Most of this incremental household debt found its way into the credit market in the form of securitization (RMBS, ABS). Historically, highly-rated securitizations were valued using in-house intrinsic-value models due to the absence of a secondary market for structured product (due to its opacity and complexity). This convention worked as long as structured product performed in accordance with expectations and credit losses were within the ranges suggested by their ratings.

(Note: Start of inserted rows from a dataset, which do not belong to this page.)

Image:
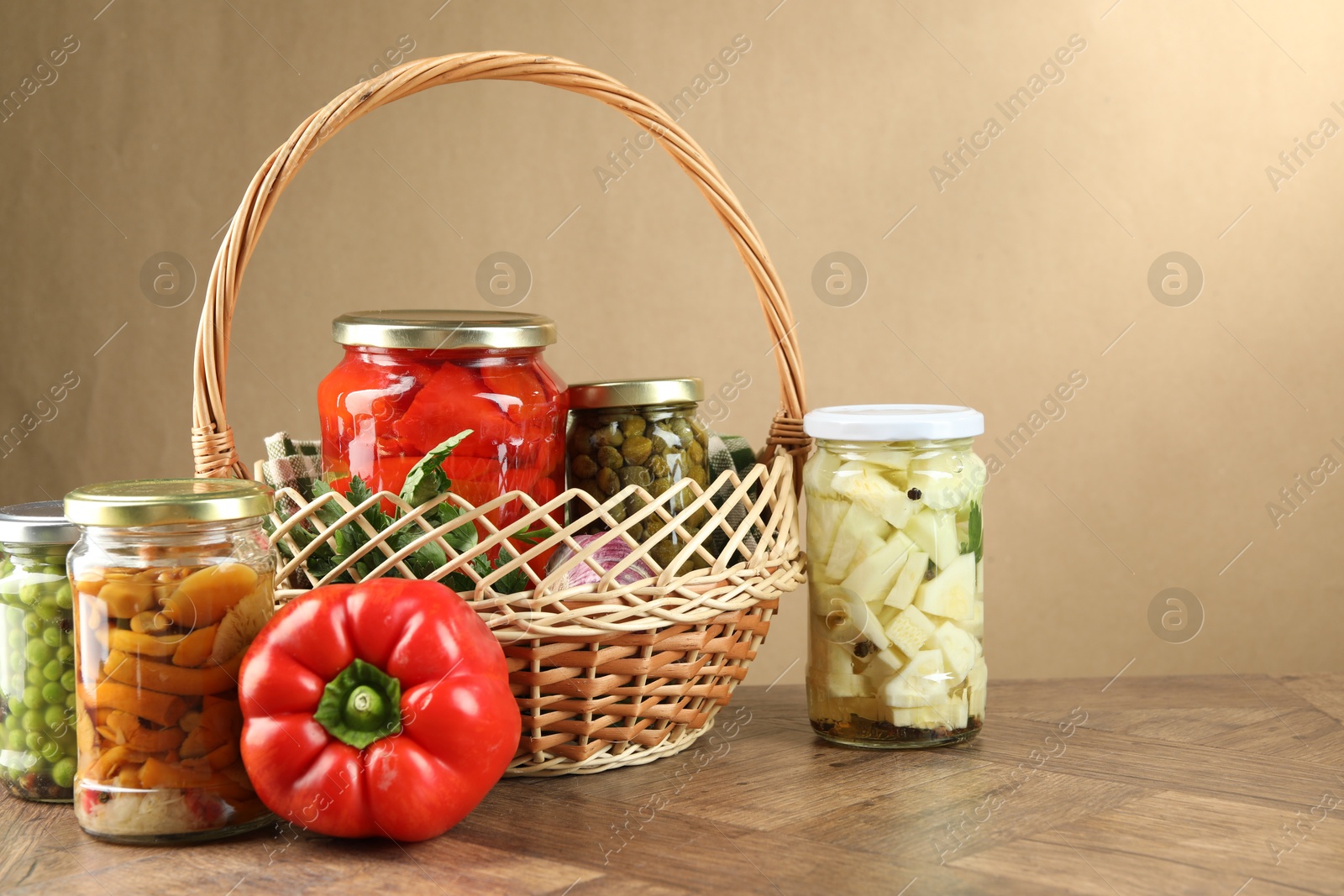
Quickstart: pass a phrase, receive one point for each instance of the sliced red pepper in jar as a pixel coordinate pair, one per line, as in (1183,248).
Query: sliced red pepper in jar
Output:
(457,399)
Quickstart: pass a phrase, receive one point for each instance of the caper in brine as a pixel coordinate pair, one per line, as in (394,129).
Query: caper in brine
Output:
(635,476)
(609,434)
(584,466)
(658,465)
(608,481)
(609,458)
(581,438)
(636,449)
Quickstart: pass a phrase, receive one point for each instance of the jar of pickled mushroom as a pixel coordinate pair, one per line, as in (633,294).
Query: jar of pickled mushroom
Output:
(172,582)
(895,557)
(37,658)
(412,379)
(640,432)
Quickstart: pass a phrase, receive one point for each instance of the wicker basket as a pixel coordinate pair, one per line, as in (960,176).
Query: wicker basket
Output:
(606,674)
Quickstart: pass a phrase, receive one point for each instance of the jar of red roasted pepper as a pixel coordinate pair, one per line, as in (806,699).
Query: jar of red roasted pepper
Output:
(410,379)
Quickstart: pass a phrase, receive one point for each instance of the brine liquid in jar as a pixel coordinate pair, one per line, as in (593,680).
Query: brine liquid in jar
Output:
(172,580)
(37,653)
(895,553)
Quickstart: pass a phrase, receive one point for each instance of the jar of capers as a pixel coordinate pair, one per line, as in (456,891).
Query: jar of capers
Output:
(37,654)
(640,432)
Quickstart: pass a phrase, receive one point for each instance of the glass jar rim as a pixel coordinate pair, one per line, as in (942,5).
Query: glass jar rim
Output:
(150,503)
(443,329)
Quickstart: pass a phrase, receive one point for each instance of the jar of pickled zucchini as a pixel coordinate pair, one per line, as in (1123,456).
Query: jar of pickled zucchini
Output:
(37,658)
(638,432)
(895,557)
(172,582)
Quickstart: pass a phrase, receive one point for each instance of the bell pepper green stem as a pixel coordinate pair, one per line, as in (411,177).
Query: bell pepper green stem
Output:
(360,705)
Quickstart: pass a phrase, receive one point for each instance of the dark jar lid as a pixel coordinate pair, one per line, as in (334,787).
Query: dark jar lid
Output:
(37,523)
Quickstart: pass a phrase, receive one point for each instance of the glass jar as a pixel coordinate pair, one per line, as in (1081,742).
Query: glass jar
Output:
(895,555)
(412,379)
(642,432)
(37,653)
(172,582)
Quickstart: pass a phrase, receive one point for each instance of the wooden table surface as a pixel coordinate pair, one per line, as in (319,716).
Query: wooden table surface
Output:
(1200,785)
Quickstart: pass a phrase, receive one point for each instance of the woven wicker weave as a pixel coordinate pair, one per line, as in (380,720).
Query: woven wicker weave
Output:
(605,674)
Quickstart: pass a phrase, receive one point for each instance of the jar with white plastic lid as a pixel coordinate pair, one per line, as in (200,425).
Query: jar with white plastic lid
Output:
(172,580)
(895,555)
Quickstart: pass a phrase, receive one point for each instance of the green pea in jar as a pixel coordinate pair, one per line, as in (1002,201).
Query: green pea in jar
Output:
(647,434)
(37,653)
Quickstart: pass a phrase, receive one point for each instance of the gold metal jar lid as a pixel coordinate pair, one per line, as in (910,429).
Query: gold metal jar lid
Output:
(445,329)
(136,503)
(635,392)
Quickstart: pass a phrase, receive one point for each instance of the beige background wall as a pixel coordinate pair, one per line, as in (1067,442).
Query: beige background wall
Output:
(1027,266)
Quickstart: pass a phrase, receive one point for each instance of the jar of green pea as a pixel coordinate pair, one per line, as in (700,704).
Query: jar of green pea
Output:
(37,653)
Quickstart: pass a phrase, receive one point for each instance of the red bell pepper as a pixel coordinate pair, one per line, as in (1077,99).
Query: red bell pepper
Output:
(457,394)
(376,710)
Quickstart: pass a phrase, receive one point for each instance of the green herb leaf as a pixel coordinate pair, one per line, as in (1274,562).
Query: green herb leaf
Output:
(533,537)
(461,539)
(974,533)
(427,479)
(329,512)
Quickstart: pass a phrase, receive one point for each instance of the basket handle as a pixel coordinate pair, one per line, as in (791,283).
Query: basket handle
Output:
(212,437)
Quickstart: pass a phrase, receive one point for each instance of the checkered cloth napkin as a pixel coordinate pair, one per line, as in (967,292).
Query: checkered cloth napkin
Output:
(293,464)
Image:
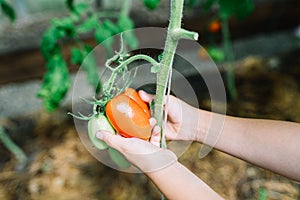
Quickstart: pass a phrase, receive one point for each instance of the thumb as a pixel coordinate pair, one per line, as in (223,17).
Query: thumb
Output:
(145,96)
(110,139)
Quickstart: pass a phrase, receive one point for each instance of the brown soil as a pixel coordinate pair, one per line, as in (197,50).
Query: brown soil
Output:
(61,168)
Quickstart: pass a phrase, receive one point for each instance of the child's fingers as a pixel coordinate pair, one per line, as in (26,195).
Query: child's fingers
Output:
(155,137)
(152,122)
(145,96)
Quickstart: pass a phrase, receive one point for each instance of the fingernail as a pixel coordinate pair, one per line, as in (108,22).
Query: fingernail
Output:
(156,129)
(152,121)
(99,135)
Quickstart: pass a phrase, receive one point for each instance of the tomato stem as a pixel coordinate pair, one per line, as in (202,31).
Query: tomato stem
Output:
(175,33)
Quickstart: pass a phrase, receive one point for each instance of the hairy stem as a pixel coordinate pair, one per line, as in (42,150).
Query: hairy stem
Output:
(175,33)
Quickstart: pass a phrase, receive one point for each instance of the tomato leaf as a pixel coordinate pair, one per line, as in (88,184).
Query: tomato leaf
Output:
(103,36)
(109,25)
(151,4)
(118,158)
(55,84)
(76,56)
(228,8)
(155,69)
(90,67)
(216,54)
(8,10)
(88,25)
(80,8)
(49,42)
(70,4)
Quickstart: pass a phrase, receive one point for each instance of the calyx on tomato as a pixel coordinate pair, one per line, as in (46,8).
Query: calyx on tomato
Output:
(129,115)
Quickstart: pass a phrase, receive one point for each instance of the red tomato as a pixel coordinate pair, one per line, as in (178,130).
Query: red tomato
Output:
(129,115)
(214,26)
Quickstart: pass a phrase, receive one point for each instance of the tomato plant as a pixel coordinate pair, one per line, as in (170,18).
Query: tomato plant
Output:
(214,26)
(129,115)
(99,122)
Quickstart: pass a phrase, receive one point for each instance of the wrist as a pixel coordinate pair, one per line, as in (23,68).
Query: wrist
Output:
(203,124)
(155,161)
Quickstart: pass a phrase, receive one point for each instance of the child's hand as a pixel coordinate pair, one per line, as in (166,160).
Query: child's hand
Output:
(182,120)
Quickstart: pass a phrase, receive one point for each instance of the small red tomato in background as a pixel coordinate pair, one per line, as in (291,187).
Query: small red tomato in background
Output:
(129,115)
(214,26)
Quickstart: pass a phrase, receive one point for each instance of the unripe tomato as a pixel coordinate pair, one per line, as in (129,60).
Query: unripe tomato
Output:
(214,26)
(99,122)
(129,115)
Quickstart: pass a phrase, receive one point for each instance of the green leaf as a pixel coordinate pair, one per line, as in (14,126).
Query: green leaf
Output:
(81,8)
(103,36)
(209,3)
(216,54)
(88,25)
(70,4)
(90,67)
(192,3)
(152,107)
(228,8)
(118,158)
(109,25)
(159,57)
(49,40)
(151,4)
(55,84)
(155,69)
(66,25)
(8,10)
(76,56)
(126,24)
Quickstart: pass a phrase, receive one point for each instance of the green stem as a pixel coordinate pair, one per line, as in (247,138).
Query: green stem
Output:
(175,33)
(12,147)
(125,11)
(230,78)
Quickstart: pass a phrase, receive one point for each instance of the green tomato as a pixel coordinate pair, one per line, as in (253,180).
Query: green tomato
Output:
(118,158)
(99,122)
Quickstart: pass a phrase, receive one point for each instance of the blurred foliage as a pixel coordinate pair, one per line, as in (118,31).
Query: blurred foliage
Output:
(82,19)
(151,4)
(228,8)
(8,10)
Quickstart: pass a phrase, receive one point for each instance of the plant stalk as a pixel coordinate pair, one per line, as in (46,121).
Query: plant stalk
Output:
(175,33)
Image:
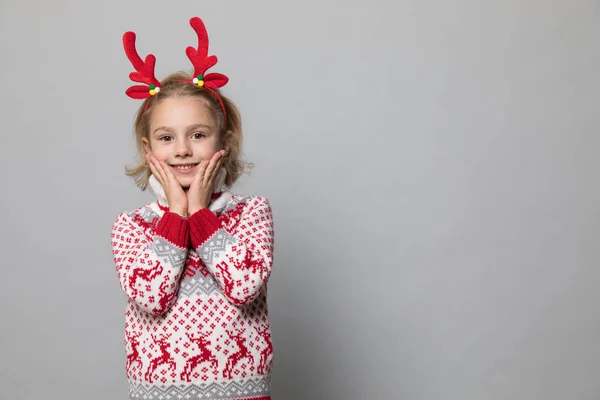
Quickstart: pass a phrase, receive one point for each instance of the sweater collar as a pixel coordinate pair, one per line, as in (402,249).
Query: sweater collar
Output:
(220,197)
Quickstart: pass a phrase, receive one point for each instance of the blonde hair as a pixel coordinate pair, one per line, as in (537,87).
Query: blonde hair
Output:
(230,131)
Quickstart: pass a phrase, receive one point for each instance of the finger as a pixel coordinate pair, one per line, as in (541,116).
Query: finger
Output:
(156,171)
(211,167)
(168,173)
(216,170)
(202,169)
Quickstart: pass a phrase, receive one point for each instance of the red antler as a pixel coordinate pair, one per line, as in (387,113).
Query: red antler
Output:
(200,58)
(144,69)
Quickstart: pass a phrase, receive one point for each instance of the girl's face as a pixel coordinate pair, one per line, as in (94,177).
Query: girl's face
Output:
(182,133)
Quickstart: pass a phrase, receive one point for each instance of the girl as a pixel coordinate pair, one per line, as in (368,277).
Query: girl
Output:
(194,264)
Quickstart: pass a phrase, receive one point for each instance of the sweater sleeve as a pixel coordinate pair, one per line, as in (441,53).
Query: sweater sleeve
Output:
(240,261)
(150,261)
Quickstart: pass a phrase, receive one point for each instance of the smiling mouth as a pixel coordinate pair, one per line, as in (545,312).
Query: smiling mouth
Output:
(183,167)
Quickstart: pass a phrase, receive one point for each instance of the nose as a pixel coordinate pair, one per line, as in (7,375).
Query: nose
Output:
(183,148)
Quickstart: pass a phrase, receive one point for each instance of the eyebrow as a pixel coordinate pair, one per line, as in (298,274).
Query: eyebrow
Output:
(190,127)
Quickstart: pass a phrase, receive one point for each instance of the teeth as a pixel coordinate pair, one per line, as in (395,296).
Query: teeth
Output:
(184,167)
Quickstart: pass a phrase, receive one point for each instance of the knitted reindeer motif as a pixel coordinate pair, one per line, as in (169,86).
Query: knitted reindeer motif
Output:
(134,356)
(164,357)
(265,352)
(205,355)
(163,298)
(239,355)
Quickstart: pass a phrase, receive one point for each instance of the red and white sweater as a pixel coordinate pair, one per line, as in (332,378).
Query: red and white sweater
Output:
(196,321)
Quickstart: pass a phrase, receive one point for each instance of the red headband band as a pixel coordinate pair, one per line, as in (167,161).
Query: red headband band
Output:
(201,61)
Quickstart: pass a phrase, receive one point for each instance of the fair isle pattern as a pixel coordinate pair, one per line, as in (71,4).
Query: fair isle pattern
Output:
(190,331)
(170,253)
(244,389)
(240,266)
(216,246)
(198,285)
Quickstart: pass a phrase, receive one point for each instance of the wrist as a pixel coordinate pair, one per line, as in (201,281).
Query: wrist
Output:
(194,210)
(181,212)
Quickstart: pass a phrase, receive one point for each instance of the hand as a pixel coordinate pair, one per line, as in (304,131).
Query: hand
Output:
(175,195)
(202,187)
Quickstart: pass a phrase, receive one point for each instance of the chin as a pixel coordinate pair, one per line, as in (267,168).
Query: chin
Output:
(185,183)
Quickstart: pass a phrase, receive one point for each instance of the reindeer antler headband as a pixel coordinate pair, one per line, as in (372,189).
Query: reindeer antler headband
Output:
(201,61)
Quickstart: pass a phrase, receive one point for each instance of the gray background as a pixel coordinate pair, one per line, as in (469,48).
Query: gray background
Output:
(432,168)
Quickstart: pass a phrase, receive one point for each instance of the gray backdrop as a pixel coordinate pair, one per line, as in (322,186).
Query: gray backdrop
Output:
(432,167)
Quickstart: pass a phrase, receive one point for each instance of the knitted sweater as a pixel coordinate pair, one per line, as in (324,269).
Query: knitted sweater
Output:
(196,321)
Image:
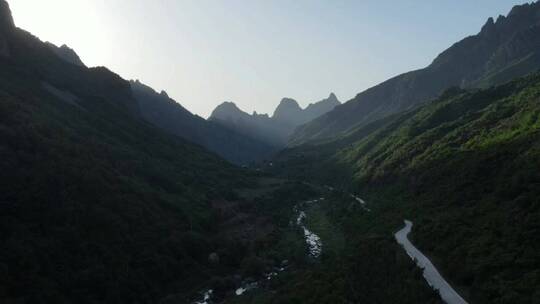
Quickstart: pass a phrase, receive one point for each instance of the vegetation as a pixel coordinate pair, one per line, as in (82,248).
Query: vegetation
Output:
(465,168)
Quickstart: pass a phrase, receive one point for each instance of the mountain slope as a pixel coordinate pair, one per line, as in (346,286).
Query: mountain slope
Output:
(164,112)
(464,167)
(273,130)
(96,205)
(503,50)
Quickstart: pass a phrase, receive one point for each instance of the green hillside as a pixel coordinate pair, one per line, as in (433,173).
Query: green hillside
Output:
(463,167)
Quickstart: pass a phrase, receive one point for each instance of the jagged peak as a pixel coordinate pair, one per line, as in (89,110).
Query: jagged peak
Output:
(6,18)
(66,53)
(333,97)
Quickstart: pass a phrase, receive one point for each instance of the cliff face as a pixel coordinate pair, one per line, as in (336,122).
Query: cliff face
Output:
(503,50)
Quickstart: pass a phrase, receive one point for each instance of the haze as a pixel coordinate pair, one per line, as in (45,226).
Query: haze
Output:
(255,52)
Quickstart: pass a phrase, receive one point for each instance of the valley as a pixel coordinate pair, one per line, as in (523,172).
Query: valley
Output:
(113,192)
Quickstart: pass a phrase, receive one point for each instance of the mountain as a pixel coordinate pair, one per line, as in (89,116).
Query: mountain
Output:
(274,130)
(464,168)
(502,50)
(164,112)
(96,204)
(66,53)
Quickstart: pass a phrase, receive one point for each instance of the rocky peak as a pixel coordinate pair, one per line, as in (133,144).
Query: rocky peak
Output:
(488,26)
(66,53)
(227,111)
(286,108)
(6,19)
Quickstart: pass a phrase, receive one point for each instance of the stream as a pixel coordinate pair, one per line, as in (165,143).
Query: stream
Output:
(314,248)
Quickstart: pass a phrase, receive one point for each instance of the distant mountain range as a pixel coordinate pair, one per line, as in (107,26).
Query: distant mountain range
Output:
(162,111)
(504,49)
(274,130)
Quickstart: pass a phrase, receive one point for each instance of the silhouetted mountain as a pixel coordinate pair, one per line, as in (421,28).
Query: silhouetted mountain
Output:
(465,166)
(66,53)
(273,130)
(504,49)
(164,112)
(96,205)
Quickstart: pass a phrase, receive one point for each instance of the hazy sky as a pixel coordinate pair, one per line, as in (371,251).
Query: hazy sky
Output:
(254,52)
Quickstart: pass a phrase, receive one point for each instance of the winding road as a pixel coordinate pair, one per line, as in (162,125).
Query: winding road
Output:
(431,274)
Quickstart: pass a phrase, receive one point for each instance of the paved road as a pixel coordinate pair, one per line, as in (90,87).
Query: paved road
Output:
(432,276)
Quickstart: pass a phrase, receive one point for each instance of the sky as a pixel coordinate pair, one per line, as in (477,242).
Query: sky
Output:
(255,52)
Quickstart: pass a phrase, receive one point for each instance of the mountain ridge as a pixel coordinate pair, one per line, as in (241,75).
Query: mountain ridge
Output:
(502,50)
(274,129)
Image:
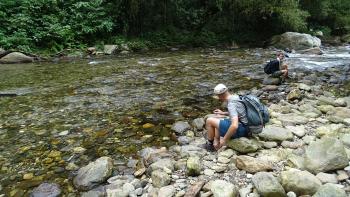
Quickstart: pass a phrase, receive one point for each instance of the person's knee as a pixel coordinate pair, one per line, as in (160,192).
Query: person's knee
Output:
(209,121)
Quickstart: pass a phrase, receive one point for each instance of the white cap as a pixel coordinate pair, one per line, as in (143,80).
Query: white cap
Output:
(220,88)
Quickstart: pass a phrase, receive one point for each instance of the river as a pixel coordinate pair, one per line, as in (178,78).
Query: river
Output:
(78,110)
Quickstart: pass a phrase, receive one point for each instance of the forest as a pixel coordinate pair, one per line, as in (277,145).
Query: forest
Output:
(54,25)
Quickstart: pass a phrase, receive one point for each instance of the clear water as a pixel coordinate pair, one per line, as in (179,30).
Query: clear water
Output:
(101,105)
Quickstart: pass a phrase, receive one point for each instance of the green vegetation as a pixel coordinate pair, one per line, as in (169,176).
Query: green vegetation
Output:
(54,25)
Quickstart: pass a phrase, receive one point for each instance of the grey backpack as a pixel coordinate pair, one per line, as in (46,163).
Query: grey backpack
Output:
(257,113)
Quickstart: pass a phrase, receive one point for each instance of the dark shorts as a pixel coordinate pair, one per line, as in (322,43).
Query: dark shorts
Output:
(226,123)
(277,74)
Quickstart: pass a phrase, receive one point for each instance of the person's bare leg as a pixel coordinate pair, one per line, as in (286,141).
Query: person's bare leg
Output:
(212,126)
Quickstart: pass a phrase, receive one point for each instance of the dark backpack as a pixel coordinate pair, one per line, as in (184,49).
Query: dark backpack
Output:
(257,113)
(271,67)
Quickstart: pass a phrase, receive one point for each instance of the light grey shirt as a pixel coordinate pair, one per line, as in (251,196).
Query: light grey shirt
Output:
(236,108)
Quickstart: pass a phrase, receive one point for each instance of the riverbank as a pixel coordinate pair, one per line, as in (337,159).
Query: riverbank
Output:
(304,150)
(313,105)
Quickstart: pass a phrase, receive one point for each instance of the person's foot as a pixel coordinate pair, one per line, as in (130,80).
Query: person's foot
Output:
(209,147)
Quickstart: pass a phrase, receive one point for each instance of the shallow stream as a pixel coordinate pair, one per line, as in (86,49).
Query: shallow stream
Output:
(76,111)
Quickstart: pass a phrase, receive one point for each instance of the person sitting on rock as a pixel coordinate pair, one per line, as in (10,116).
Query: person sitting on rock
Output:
(276,68)
(226,125)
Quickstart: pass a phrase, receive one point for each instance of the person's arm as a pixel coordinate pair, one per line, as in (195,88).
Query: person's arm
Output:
(219,112)
(232,129)
(230,132)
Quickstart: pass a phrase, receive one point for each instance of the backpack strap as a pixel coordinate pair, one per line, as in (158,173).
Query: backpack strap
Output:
(255,107)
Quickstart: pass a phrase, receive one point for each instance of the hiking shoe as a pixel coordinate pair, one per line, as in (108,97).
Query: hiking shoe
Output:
(208,147)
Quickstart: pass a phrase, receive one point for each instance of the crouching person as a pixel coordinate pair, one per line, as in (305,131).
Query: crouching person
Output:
(226,125)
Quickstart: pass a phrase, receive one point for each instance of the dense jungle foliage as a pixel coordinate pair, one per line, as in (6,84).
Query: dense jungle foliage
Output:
(57,24)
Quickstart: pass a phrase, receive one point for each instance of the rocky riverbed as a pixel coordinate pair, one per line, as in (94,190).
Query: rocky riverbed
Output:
(304,150)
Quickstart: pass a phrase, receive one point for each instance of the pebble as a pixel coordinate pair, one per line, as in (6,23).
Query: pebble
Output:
(28,176)
(209,172)
(63,133)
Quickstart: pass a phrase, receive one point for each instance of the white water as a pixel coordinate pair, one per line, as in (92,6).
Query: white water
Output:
(335,56)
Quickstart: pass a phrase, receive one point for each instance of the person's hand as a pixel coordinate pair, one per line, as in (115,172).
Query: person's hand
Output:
(221,144)
(218,111)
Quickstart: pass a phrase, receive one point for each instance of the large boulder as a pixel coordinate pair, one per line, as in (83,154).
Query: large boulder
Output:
(325,154)
(46,190)
(160,178)
(328,190)
(16,57)
(312,51)
(181,127)
(346,38)
(110,49)
(268,185)
(167,191)
(221,188)
(94,173)
(294,40)
(300,182)
(272,80)
(161,164)
(193,166)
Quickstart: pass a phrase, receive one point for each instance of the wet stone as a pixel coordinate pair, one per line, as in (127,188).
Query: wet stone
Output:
(46,190)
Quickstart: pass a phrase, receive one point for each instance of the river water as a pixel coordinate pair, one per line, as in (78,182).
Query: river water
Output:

This accounting change, imposed at the end of 2007, disregarded the absence of an efficient, liquid secondary market for hard-to-value complex securities. While some intrinsic-value models may have been over-optimistic, the futile and fictitious mark to market convention created massive paper losses which exceeded the earnings capacity and capital resources of the financial system, thus transforming a credit problem into an accounting-driven capital crisis.
The withdrawal of credit to the household and corporate sectors pushed the real economy into the sharpest and steepest recession in the postwar era, which further threatened the performance of the securitized product of the boom era.
The Fed increased its balance sheet by ~$2 trillion (still small in the context of $14.5 trillion GDP) and the Federal Government increased its liabilities by ~$2 trillion. The GSEs were kept afloat by capital from the government and securities purchases by the Fed.
Because the securitization market has not revived, not only is there no viable exit, it may prove necessary to grow the FRB/GSE balance sheet by another $1 trillion in 2010. There is no public discussion of this need. All eyes are on the exit.
The problem is, as I see it, is that he desires to (1) maintain FOMC consensus, which gives the irresponsible hawks a veto; and (2) retain respect and support for the Fed on Capitol Hill, Wall Street and abroad. The radical measures that Bernanke may be required to take threaten both of these goals.
It may be remembered that it took the total collapse of the US economy and financial system for the government to abandon the gold standard, the shibboleth of the day. Hopefullly, it will not require the collapse of Western civilisation to wean the FOMC from its death-wish embrace of "price stability".